Today and this weekend, we celebrate Juneteenth, a holiday that marks the day that African-Americans who were enslaved in the westernmost confederate state of Texas were emancipated, two years after the Emancipation Proclamation.
Two years.
It was two years from the proclamation to the day that the last enslaved Black people in the country were proclaimed to be free.
Juneteenth reaffirms that this is what we celebrate. Not just the posting of a Black Lives Matter sign, but every step that gets us all to a place where Black Lives matter - in our institutions, our systems, our culture, and habits.
So Juneteenth is for all of us to celebrate and honor. We honor the journey from 1863 to 1865.
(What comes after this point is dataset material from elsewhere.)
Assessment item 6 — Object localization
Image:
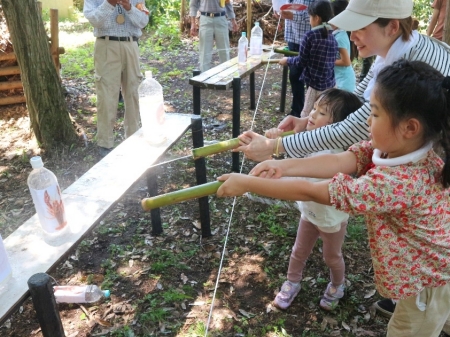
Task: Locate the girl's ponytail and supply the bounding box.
[441,76,450,187]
We affirm that the American experience - whether Asian-, African-, Latin-, white-, Caribbean-, or Native-American - is the work in the journey to ensure freedom for all people. The work that enabled the message of the Emancipation Proclamation to make it to Texas two years later. The work over 100 years to end state-sanctioned racial segregation. The work that continues today.
Juneteenth, and making Juneteenth a national holiday, is a call in for all of us. It's an affirmation that the work in the journey to end racism is a unifying force - if we allow it to be.
Over the past year, we've seen many proclamations against racism by corporations and aspiring allies. I'm reminded this Juneteenth that the proclamation is the start. We honor Juneteenth by doing the work. By investing in Black communities. By ending racism in our communities. By taking every step needed until the last person is free.